Maulana Rumi, penyair sufi Afghanistan itu menuturkan cerita ini dalam Masnawi-nya. Rumi mengingatkan kepada kita bahwa penundaan untuk menghentikan tindakan buruk hanya semakin mengokohkan keburukan itu sendiri dan melemahkan energi untuk merubahnya. Di dalam hati kita pohon berduri itu tumbuh saat kita melakukan keburukan kpada Allah, diri sendiri dan sesama. Jangan menunggu waktu, karena tiap detik adalah kesempatan mengakarkan, mengokohkan pohon itu disekujur tubuhmu. Ambilah kapak imanmu segera sebelum terlambat untuk menumbangkannya. Penundaan hanyalah melahirkan ketakberdayaan. Kelak saat kapak imanmu tak lagi tajam, tubuhmupun sudah kehilangan kekuatan. Belantara pohon berduri itu bahkan kelak menusuk mata, telinga dan hatimu. Sebelum telingamu bernanah oleh cemoohan, matamu menangis oleh kedukaan tak berujung, dan hatimu berdarah oleh himpitan derita dan azab, tebaslah pohon berduri itu. Janganlah berani melawan waktu, karena waktu selalu menertawakan keringkihanmu.

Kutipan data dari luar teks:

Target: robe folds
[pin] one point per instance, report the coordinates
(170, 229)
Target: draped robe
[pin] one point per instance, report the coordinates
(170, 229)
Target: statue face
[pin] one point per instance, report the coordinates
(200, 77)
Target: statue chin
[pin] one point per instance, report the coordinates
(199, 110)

Mentari dzulhijjah menutup mata sudah. Rembulan satu muharram mengabarkan tahun baru. Jika hidupmu seperti pekat malam, yakinlah selalu ada rembulan dan bintang yang mencerahkan. Sepekat dan segelap apapun hidupmu, setitik cahaya pun mampu mengusir ketakutanmu. Di tengah kegelapan hidup di mekkah dahulu, Rasul membawa sahabat-sahabatnya menjemput cahaya kota madinah. Hijrah, mengubah hidup agar terarah. Hijrah, meneguhkan hidup diatas bimbingan cahaya. Allah adalah cahaya langit bumi. Allah adalah cahaya diatas cahaya (QS. An-Nur : 35).

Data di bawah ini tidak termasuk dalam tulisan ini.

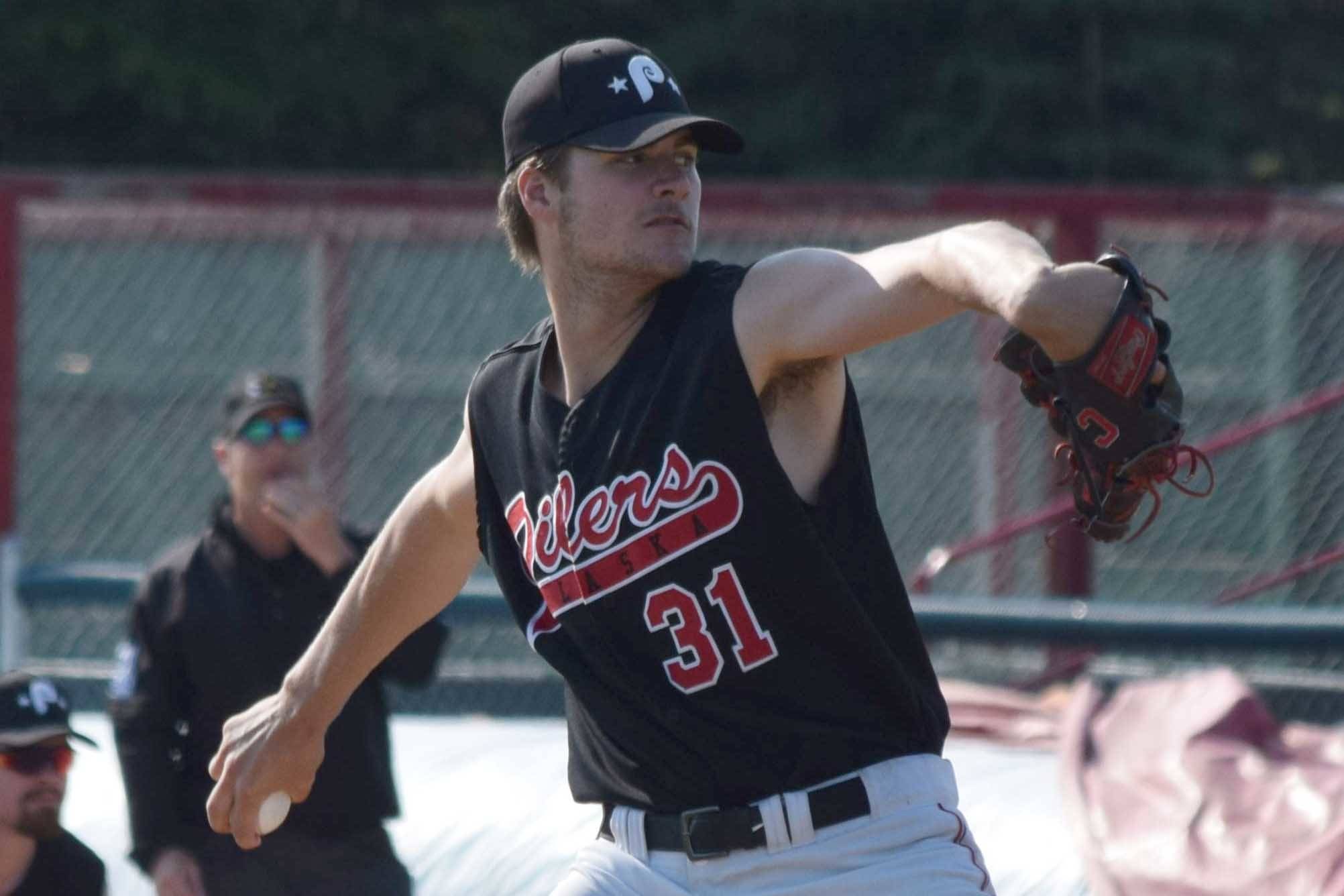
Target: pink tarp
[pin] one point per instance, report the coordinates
(1183, 786)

Tekadmu adalah kapak itu. Tebaslah kini pohon-pohon berduri di hatimu. Renggutlah akar-akarnya. Seperti Ibrahim, kakekmu, menghancurkan berhala-berhala yang membatu disekujur tubuhmu. Belajarlah kini menjadi petani yang selalu merindui hujan. Guyurilah hati dan tubuhmu senantiasa dengan kebeningan rintik ayat-ayat Allah. Tanamlah berlahan benih kejujuran, keikhlasan, kesabaran, tulus hati dan pengabdian kepada Allah. Rawat dan pupuklah mereka secara sabar. Kelak diakhir tahun, saat mereka berbuah, panen raya mendekapmu dalam bahagia. Saat hatimu lega dan bersuka cita, berbagilah dengan sesama. Hatimu adalah surgamu. Bukan pohon berduri yang seharusnya menempati, namun anggur Allah yang mestinya bersemayam. Selamat menanam.